But this F486S mutation reduces the efficiency of receptor utilization which must be counteracted with receptor-affinity gaining mutations, such as N460K and R493Q, to preserve the viral fitness.
Hence, it makes sense that once the XBB circulation is established, S486 is further mutated into P486 as present in XBB.1.5, thus regaining higher receptor affinity while still maintaining similar immune escape.
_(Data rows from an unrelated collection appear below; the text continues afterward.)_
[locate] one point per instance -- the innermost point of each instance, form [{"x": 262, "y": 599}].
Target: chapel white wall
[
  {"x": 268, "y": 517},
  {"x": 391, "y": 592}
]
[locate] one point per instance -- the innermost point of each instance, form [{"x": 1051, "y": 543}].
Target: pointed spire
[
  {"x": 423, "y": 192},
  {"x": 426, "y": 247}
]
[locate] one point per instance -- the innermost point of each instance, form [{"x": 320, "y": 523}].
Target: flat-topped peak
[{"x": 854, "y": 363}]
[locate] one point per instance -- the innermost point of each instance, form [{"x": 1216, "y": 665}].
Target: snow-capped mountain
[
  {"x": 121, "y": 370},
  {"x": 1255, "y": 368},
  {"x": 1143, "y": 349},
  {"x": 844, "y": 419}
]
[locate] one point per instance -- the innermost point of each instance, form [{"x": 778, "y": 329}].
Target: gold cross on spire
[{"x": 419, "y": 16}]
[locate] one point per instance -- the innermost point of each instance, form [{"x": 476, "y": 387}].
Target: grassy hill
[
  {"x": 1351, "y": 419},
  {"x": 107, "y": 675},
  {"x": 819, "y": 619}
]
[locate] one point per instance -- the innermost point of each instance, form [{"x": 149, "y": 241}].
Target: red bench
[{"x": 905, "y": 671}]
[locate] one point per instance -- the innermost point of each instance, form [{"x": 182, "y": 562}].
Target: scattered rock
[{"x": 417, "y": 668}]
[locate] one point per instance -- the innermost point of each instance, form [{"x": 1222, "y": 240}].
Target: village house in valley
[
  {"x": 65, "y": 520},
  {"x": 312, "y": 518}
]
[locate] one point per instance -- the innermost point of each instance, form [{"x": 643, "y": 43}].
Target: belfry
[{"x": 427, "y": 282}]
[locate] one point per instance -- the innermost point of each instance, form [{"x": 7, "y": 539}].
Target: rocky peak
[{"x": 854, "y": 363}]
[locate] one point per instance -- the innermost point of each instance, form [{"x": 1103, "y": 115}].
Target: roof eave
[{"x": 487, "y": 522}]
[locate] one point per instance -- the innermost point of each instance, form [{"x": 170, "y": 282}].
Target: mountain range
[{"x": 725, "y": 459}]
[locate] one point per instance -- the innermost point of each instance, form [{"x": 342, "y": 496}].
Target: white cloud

Such a combination of enhanced antibody escape and receptor affinity therefore likely enables, and has facilitated, the current dominance of the XBB.1.5 strain.
In the cases of subvariants CH.1.1 and CA.3.1, it is clear that these variants have used the same strategy as other Omicron variants including BA.4/5 and BQ.1, by mutating the L452 and K444 sites of vulnerability frequently recognized by class I and II neutralizing antibodies to evade neutralization, again underscoring the convergent viral evolution.
Importantly, the study findings highlight the continued waning of 3-dose mRNA booster efficacy against newly emerging Omicron subvariants.
While this effect can be partially saved by administration of a bivalent booster, escape by some subvariants, particularly CH.1.1 and CA.3.1, is still prominent.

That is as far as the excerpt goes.